FKI pointed out that as the government promotes the participation of stakeholders such as private equity funds and the National Pension Service in corporate management by revising the Capital Markets Act and the Commercial Act, the increase in private equity fund shareholdings has triggered an emergency in corporate management rights defense. In fact, among the 100 companies surveyed over 10 years, private equity funds acquired management rights in 4 companies, including Lotte Insurance, Yuanta Securities, Daewoo Construction, and SK Securities.


The problem is that private equity funds, as financial investors, are initially friendly to management but later threaten management rights under the pretext of shareholder agreements. A recent example is the dispute between Kyobo Life Insurance and the Affinity Consortium. From the corporate perspective, the risk of management rights takeover outweighs the positive functions of private equity funds, such as acquiring financial affiliates necessary for conversion to holding companies or injecting funds to overcome temporary liquidity crises.


Private Equity Stake in Top 100 Companies Up 7%p in 10 Years... "Emergency in Defense of Management Rights" Companies with Changed Majority Shareholders. (Source: Federation of Korean Industries)


There are also criticisms that government policies, such as abolishing the '10% ownership obligation' under the Capital Markets Act to foster domestic private equity funds, are adversely affecting corporate management rights. Elliott’s precedent of making huge capital gains by blocking Hyundai Motor Group’s governance plan in 2019 and opposing the Samsung C&T-Cheil Industries merger in 2015 is cited, and FKI argues there is no guarantee that domestic private equity funds will not attack management rights like Elliott.


Conversely, corporate owners lack sufficient means to defend management rights. FKI pointed out that the '3% rule,' a voting rights restriction guaranteed by the Commercial Act, severely burdens the largest shareholders in competition with other major shareholders. As confirmed in the 2003 management rights dispute between Sovereign and SK, the largest shareholder can only exercise voting rights up to 3% even when combined with related parties, but hedge funds or private equity funds can exercise voting rights for their entire holdings through 'share splitting.' This involves acquiring stakes of 2.99% in multiple subsidiaries and then engaging in vote battles at shareholders’ meetings.

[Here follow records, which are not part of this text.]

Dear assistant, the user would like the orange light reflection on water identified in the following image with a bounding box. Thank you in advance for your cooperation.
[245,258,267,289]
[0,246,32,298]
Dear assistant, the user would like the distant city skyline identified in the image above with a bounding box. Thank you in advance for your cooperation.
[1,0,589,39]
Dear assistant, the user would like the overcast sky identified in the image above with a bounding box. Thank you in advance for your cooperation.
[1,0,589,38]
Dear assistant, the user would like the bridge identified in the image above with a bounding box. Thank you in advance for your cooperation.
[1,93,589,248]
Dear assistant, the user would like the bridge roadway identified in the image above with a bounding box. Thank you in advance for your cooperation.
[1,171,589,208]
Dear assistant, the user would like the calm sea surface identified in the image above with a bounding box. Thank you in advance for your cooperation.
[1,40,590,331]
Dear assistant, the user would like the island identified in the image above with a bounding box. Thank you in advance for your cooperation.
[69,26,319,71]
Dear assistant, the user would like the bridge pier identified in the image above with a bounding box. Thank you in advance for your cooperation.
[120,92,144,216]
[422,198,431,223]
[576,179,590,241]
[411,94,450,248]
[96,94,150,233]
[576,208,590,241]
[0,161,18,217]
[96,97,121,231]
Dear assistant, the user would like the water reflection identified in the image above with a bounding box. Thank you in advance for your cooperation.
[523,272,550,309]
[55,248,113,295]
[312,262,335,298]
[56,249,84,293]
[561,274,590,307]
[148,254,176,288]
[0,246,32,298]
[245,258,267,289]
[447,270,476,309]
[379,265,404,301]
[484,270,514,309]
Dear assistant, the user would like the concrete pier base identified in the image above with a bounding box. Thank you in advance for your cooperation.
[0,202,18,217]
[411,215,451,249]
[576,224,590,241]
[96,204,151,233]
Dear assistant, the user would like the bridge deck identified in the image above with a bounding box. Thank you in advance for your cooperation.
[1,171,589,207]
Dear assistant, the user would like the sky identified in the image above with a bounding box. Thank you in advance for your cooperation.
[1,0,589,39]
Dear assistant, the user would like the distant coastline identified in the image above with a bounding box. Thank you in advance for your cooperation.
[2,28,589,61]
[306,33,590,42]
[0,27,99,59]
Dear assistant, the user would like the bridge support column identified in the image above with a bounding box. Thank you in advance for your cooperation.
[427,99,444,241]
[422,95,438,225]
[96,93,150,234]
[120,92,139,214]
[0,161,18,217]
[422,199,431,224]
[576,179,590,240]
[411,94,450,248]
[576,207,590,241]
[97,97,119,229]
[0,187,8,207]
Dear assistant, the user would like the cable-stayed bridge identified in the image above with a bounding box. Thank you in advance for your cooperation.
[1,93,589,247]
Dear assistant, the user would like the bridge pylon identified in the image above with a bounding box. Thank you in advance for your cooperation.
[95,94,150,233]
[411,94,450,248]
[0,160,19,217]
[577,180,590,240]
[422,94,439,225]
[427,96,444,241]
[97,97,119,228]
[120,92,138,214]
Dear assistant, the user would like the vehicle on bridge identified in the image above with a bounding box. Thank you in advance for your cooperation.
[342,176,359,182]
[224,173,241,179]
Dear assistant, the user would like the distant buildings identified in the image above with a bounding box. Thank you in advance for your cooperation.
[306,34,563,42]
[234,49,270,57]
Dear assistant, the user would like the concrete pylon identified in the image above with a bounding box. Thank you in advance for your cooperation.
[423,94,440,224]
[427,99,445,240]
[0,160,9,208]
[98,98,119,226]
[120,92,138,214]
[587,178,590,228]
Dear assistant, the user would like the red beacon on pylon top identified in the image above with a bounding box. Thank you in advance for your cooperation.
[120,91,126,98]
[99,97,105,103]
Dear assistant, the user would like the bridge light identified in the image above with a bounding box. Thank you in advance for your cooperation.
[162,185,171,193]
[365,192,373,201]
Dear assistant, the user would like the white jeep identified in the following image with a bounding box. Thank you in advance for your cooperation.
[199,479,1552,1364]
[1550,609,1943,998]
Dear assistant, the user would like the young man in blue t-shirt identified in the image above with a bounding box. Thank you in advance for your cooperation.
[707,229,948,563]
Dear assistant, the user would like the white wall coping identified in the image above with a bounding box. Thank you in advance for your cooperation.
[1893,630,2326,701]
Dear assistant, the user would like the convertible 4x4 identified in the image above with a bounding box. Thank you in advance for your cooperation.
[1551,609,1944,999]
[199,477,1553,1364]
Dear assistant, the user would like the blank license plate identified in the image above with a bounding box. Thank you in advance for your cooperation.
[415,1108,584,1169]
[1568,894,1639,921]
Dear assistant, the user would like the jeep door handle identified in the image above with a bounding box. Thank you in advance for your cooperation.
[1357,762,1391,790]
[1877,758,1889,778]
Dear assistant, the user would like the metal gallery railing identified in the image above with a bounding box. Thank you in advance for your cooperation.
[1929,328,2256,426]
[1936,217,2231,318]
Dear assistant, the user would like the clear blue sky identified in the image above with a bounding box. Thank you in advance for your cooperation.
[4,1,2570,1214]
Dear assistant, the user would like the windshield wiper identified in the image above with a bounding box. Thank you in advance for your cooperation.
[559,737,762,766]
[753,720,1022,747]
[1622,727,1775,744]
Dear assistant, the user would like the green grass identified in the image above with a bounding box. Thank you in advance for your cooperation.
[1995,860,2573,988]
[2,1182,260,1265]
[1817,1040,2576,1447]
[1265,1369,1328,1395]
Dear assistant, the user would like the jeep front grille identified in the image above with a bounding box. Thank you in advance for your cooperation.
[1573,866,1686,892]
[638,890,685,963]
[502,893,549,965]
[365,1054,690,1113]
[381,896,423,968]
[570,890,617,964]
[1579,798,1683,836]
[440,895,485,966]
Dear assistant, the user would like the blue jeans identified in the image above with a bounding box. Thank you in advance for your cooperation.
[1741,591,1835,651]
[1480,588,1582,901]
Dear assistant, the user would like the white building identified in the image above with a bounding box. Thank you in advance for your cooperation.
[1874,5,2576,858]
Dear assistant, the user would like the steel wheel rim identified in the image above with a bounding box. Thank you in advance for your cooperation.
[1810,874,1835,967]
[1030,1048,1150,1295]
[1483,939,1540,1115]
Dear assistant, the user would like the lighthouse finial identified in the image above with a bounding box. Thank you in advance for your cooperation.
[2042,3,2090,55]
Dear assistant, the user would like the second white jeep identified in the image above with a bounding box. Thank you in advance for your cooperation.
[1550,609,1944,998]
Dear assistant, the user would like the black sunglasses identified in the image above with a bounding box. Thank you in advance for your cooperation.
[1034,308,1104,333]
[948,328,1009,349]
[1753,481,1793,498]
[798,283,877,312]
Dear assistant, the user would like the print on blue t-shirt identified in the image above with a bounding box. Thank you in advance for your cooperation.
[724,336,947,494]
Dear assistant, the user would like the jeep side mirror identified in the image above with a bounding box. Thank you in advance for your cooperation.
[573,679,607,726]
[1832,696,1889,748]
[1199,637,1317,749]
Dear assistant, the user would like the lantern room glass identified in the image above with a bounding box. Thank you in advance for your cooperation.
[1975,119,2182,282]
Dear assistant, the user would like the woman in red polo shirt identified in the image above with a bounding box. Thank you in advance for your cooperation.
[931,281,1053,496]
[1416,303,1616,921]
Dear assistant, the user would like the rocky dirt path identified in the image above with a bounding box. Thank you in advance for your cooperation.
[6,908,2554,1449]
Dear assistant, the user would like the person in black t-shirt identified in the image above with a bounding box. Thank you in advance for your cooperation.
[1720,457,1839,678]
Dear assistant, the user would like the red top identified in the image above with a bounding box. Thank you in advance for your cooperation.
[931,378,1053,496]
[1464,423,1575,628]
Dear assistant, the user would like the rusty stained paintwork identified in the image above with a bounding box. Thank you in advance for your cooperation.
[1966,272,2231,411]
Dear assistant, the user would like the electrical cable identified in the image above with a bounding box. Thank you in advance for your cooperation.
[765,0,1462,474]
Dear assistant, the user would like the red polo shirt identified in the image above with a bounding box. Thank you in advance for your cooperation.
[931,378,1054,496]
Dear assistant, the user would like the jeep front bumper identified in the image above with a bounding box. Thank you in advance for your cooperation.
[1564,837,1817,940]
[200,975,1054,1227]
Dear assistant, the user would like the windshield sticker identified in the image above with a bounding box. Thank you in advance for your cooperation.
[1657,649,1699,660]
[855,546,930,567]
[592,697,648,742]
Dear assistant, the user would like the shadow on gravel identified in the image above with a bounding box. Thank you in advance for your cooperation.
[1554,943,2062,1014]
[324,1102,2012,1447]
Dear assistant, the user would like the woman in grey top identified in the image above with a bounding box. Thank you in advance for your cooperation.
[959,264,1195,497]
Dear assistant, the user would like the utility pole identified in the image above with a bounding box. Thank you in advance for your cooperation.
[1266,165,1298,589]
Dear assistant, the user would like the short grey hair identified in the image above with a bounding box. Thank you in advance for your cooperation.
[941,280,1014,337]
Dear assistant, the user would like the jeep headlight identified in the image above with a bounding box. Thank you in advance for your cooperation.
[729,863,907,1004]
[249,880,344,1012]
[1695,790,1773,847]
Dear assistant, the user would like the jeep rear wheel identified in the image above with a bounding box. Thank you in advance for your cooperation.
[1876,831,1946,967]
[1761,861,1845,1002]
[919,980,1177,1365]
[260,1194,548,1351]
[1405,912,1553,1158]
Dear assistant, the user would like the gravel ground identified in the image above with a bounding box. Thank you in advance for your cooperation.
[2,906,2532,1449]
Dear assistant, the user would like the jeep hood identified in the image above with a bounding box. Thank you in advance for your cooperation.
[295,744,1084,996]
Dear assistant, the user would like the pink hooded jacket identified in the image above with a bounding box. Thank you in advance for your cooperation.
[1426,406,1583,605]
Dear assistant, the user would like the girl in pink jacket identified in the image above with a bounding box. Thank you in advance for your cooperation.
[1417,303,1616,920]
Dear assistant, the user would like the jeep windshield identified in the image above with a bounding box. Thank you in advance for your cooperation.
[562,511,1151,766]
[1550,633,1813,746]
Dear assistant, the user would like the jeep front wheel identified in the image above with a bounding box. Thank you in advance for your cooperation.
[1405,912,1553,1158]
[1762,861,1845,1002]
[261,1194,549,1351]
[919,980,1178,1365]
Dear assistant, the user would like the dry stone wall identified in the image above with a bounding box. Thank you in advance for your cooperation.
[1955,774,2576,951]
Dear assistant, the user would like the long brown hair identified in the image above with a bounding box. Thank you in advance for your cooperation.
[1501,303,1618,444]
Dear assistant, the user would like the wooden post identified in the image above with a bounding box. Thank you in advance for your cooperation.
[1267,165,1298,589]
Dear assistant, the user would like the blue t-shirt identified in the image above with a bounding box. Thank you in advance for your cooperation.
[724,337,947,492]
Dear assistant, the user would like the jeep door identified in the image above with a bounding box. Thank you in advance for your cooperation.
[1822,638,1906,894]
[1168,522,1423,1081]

Yoo Hwan-ik, head of the Industry Division at FKI, said, "The government is encouraging the participation of the National Pension Service and private equity funds in corporate management by revising the Enforcement Decree of the Capital Markets Act, but it is ignoring corporate opinions that call for management rights defense measures such as dual-class voting rights." He emphasized, "Institutional improvements are urgently needed so that management rights attackers and defenders can compete equally in the management rights market."